There are plenty of e-courses out there where all the graduates become affiliates and are earning $1k for each sale. How do you know you can seriously trust those peoples’ reviews when they have a big shiny $1k incentive to convince you the course is awesome?

 

  • How much, if any, do they exaggerate?
  • How much do they overstate the effectiveness of the course?
  • At what point are people buying the course just to be given access to the affiliate programme?

 

Plenty of businesses build entire empires out of affiliate programmes. Offer enough incentive and people will sign up to promote the business, even if they’re not using it themselves.

Affiliate programmes aren’t all bad… they just shouldn’t be trusted 100%.
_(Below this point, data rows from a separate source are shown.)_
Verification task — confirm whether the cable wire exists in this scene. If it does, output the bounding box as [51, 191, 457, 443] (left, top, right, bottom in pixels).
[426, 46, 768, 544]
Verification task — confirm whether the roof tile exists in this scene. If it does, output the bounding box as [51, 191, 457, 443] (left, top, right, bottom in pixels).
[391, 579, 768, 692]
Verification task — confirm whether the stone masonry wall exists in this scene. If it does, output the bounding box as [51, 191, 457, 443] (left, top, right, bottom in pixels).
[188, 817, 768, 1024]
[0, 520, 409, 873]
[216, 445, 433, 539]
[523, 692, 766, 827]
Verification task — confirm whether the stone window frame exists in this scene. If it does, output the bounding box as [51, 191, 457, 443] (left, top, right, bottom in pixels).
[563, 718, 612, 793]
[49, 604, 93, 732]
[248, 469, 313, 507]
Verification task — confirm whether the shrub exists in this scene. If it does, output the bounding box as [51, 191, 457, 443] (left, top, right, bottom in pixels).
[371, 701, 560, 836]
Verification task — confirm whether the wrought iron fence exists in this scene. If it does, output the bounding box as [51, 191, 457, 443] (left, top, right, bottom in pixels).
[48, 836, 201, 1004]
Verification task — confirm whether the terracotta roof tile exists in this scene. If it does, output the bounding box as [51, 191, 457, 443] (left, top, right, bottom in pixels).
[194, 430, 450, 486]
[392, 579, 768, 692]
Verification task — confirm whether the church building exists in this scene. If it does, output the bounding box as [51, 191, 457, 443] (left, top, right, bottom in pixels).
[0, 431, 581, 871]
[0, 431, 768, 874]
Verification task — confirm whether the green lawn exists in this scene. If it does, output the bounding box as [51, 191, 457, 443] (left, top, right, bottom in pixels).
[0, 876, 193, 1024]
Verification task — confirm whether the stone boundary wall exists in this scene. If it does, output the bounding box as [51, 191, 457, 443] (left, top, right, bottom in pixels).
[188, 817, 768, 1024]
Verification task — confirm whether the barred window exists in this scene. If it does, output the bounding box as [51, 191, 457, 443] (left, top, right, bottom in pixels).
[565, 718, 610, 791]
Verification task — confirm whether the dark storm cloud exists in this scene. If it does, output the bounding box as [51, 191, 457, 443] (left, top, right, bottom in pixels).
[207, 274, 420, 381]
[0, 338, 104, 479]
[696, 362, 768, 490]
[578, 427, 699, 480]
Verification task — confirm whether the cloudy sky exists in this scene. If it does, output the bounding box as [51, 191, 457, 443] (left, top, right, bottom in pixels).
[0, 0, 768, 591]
I’m not saying affiliate programmes should burn. Heck, even I admitted to being an affiliate. I’m all for people earning a bit of money.

 

This is one of those things where there would be no problem at all if you could trust everyone to promote honestly and genuinely. But that’s not the case. Money makes us do weird things.

 

This happens everywhere – not just in the blogosphere. Your favourite Instagram celebrity probably doesn’t actually drink that detox tea stuff. That’s not how they got that fit bikini body. They just got paid to take a photo with it and act like they use it.

 

We can’t escape this army of affiliates, but we can stop ourselves from being drafted.

 

That’s why it’s up to us to not take everything at face value. When someone recommends a product, don’t just blindly accept it. Do your research.

 

  • Ask friends and family.
  • Seek out people who don’t have a vested interest in your purchase.
  • Purposely seek out bad reviews to see what they say.

 

Make informed decisions – not blind ones.